California's clean energy move boosted by huge grant 2007-02-02 06:34:41

    LOS ANGELES, Feb. 1 (Xinhua) -- California's clean energy move was boosted after the University of California in Berkeley (UCB) received a 500-million-dollar grant on Thursday to establish the Energy Biosciences Institute (EBI).

    Governor Arnold Schwarzenegger announced that the UCB received the grant from BP company to establish the EBI after winning a fierce competition among research institutions around the world for this prestigious grant.

    The UCB will partner with the Lawrence Berkeley National Laboratory and the University of Illinois at Urbana-Champaign on this groundbreaking project, the governor said in a statement e-mailed to Xinhua.

    Announcing the grant, Schwarzenegger was joined by Governor RodBlagojevich of Illinois, Robert C. Dynes, President of the University of California, Robert A. Malone, Chairman and President of BP America, and other state and university officials.

    "I can't tell you how excited I am that BP has chosen UC Berkeley and California for its new 500 million dollars Energy Biosciences Institute," said Schwarzenegger.

    "I'm proud that the private sector has once again recognized the world-class stature of the University of California and our state's unshakable commitment to transforming to a clean energy future in an economy-boosting manner. This is a perfect complement to our new low-carbon fuel standard which will more than triple alternative fuel demand in California by 2020, and with research facilities like the Energy Biosciences Institute, California will continue to be the leader in the cleantech industry."

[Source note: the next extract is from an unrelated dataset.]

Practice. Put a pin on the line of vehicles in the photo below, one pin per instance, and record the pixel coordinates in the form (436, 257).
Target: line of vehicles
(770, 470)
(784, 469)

    EBI is the first public-private research lab dedicated to renewable fuels and clean energy. Last month, the governor included 40 million dollars in lease revenue bonds for the EBI in his 2007-08 budget, demonstrating California's commitment to keeping the University of California system at the forefront of research and innovation.

    The governor's EBI funding proposal was a major factor in BP's decision to select the UCB and formed part of the Governor's Research and Innovation Initiative announced on December 27, 2006 that provides funding for key innovation sectors, including cleantech, biotech and nanotech.

    Other parts of the initiative include 30 million dollars in lease revenue bonds for the Helios Project, 19.8 million dollars in annual operating cost funds for the California Institutes for Science and Innovation, and the first 5-million-dollar increment in state matching funds to enhance the University of California's bid to build a 200-million-dollar Petascale computer.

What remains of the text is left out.